A third method is based upon the Hanai-Bruggeman Equation (HB) (Bussian, "Electrical Conducts in a Porous Medium," Geophysics, v. 48, no. 9, 1983, pp. 1258-1268; Sen, et al., "A Self-Similar Model for Sedimentary Rocks with Application to the Dielectric Constant of Fused Glass Beads," Geophysics, v. 46, no. 5, 1981, pp. 781-795) and differs in a fundamental way from the TPO and CRI Equations in that the HB Equation has an adjustable parameter known as the depolarization factor (L) to compensate for the variations in pore geometry that are present in rock formations. The depolarization factor (L) varies between 0 and 1 depending on the geometrical distribution of the constituent materials. The factor (L) can be determined for a particular reservoir by laboratory measurement using core samples, or can be estimated. In the laboratory, the constituent values for dielectric permittivity and waterfilled porosity can be determined and the HB Equation can be solved for the geometrical parameter L. By measuring L on a number of samples from a reservoir, a least squares regression on the L valus can be performed, and in many cases an L value representative of the reservoir can be obtained. Unlike the HB method, the TPO and CRI methods do not have an adjustable geometric factor such as (L). Accordingly, use of the HB Equation can increase the accuracy of porosity determination from dielectric permittivity data when core measurements are available to determine the depolarization factor. (See Sherman, "The Calculation of Porosity from Dielectric Constant Measurements: A Study Using Laboratory Data," SPWLA Paper, 1985, published in The Log Analyst, Vol. XXVII, No. 1, Jan.-Feb., 1986.) The factor (L), however, while it compensates for variations in pore geometry present in a rock formation, is determined experimentally from oil-filled or water-filled rocks, and hence does not take into account the influence of the variable geometric distribution of hydrocarbon and water in a porous earth formation. Compare also, Feng and Sen, "Geometrical Model of Conductive and Dielectric Properties of Partially Saturated Rocks," 58 J. APPL. PHYS. 3237-3243 (1985). By utilizing a twophase self-similar model, Feng and Sen simulate the dielectric constant .epsilon. of a rock by an equation (see Equation 11 in Feng and Sen) in which the porosity of the rock calculated from dielectric permittivity data is predicted to be the true water-filled porosity of the rock.

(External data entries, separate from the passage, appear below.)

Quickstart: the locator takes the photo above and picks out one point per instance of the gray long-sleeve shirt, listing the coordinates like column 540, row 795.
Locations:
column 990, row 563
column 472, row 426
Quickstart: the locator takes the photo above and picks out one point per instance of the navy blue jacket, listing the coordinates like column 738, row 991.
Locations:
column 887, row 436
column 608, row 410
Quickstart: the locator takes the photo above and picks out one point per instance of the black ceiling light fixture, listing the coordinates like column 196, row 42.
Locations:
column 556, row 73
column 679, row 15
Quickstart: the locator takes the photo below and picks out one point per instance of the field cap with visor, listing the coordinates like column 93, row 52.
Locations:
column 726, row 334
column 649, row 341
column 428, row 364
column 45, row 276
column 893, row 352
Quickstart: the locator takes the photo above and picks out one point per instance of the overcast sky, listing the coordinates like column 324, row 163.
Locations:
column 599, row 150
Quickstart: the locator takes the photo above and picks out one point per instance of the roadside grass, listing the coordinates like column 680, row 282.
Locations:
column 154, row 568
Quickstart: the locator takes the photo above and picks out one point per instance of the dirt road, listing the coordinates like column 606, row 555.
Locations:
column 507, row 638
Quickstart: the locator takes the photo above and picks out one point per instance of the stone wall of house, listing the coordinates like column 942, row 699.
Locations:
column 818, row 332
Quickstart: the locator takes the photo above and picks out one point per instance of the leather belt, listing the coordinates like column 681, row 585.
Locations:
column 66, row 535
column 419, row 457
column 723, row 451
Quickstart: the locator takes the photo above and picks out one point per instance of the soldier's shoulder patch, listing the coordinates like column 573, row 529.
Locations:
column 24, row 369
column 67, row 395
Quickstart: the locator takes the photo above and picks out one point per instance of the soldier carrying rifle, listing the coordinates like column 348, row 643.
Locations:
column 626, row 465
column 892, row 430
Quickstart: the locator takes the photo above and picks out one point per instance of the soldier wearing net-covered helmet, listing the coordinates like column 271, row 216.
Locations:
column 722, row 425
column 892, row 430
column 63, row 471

Thus, these methods which involve determining porosity from dielectric permittivity measurements, are silent on the problem that porosity determined from dielectric permittivity data often deviates significantly from directly measured water-filled porosity, and provide no technique or method for accessing the reliability of porosity determined from dielectric permittivity data or for causing porosity thus determined to approximate measured water-filled porosity.